To define poorly and well-characterized clusters, we again rely on the work of Fischer and Gillis [29] to consider that a cluster is well-characterized if 10 marker genes are detected in it. After an initial attempt to detect marker genes, poorly characterized clusters are merged within the leftover cluster, and a new characterization attempt is conducted. Following this analysis, if new characterized clusters are identified, the initial pool of cells is clustered. Otherwise, scEVE does not predict any cluster in order to avoid over-clustering (Fig. 1A).

Recursive and transparent prediction of clusters.

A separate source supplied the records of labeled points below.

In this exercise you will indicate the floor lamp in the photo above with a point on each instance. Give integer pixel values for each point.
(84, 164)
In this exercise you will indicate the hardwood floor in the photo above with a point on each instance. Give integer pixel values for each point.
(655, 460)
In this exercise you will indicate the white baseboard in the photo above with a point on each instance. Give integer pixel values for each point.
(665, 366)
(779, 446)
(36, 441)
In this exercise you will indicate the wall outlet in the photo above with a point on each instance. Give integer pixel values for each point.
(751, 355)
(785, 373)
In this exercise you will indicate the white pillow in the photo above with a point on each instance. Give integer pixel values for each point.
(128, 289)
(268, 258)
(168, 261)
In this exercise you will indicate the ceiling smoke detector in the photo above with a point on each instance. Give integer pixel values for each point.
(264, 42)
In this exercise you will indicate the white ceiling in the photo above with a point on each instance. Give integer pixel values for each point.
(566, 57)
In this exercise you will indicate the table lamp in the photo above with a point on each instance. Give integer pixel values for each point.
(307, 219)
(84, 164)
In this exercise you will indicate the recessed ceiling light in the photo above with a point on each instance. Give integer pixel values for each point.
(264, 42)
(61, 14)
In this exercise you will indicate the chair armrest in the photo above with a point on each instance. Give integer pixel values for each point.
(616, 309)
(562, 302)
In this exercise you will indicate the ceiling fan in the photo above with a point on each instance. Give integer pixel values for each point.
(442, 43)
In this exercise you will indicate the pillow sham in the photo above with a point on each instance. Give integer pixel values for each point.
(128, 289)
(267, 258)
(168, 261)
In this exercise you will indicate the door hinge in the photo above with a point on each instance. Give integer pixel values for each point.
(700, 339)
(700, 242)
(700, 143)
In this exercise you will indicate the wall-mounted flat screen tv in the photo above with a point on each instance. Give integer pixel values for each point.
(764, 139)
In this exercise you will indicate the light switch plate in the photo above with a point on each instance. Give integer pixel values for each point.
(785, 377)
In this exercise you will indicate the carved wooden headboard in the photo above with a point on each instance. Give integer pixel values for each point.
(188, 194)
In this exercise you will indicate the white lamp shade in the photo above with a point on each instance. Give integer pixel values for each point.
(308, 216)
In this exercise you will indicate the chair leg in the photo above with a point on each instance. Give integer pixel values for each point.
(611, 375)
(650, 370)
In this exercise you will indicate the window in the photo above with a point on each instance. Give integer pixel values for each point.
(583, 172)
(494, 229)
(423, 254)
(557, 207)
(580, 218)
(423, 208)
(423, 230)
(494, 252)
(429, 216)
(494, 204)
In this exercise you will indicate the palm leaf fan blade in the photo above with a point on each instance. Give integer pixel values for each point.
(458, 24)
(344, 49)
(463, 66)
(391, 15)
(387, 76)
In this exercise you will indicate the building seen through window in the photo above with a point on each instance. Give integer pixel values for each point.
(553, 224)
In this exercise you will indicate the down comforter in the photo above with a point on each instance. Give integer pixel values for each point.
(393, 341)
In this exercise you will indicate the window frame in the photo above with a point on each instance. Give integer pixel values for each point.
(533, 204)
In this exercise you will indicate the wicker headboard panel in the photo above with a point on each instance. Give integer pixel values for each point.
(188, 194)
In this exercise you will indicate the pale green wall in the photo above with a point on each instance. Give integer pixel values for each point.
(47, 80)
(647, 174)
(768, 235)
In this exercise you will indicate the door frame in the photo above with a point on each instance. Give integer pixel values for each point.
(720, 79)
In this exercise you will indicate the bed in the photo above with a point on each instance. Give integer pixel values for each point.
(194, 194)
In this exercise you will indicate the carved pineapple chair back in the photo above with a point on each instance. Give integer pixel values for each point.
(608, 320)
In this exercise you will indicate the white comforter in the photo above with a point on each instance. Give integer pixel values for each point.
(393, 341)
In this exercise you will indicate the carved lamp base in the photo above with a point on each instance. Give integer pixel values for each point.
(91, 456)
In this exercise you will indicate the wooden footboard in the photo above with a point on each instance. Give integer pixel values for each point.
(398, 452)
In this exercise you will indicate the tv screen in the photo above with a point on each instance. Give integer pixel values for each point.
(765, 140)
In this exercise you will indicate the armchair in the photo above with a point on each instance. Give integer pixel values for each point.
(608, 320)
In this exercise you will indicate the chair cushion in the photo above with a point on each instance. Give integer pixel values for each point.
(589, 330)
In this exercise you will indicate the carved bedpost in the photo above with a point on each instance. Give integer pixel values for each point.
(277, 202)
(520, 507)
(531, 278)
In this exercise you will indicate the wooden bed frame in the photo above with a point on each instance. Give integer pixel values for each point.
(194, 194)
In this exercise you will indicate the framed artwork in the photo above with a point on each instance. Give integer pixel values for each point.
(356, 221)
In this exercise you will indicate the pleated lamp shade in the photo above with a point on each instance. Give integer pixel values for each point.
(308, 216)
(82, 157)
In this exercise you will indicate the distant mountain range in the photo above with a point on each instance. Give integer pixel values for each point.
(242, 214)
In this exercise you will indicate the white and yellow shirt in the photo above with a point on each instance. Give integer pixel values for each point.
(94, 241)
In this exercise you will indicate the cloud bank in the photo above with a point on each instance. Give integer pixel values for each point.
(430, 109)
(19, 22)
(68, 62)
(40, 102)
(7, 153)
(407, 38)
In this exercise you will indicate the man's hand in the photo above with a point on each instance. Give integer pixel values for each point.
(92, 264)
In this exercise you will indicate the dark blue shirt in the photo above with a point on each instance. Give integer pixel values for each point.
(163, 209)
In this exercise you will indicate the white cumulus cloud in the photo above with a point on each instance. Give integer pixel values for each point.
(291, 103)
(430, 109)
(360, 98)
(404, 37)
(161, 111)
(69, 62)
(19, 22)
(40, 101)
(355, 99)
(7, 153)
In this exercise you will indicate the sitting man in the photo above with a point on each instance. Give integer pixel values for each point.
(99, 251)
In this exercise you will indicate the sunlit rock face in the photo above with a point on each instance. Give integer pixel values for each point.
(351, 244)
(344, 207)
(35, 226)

After a clustering recursion, scEVE automatically attempts to subdivide the cell clusters predicted. This subdivision is conducted by running a new clustering recursion on each cell cluster, starting from the generation of “base clusters with multiple clustering methods,” and ending with the “biological characterization of robust clusters.”

To further prevent over-clustering, the robustness threshold Rlim increases dynamically with each recursion as follows: for any predicted cluster z, a subcluster i is predicted if Ri > max(Rlim, Rz). By raising the robustness threshold, we ensure that subclusters are predicted if, and only if, the clustering methods integrated into scEVE agree on their existence more than that of their parent cluster.

Finally, because numerous aspects of the data are evaluated during a clustering recursion, scEVE automatically generates plots to help monitor the clustering analysis. These plots further improve the transparency of our algorithm, and they are generated at each recursion by using the SCpubr [30], ggVennDiagram [31, 32], and ggplot2 [33] libraries.

Evaluation

Selection of experimental scRNA-seq datasets

In order to evaluate the performance of the scEVE algorithm, we have applied it on a variety of publicly available scRNA-seq datasets. These datasets were extracted from two different scRNA-seq databases. The first one, TMExplorer [34], includes datasets sequenced from multiple mammalian tumors. The second one, the Hemberg group collection [35], includes datasets commonly used in the scRNA-seq literature, and sequenced from a variety of mammalian tissues.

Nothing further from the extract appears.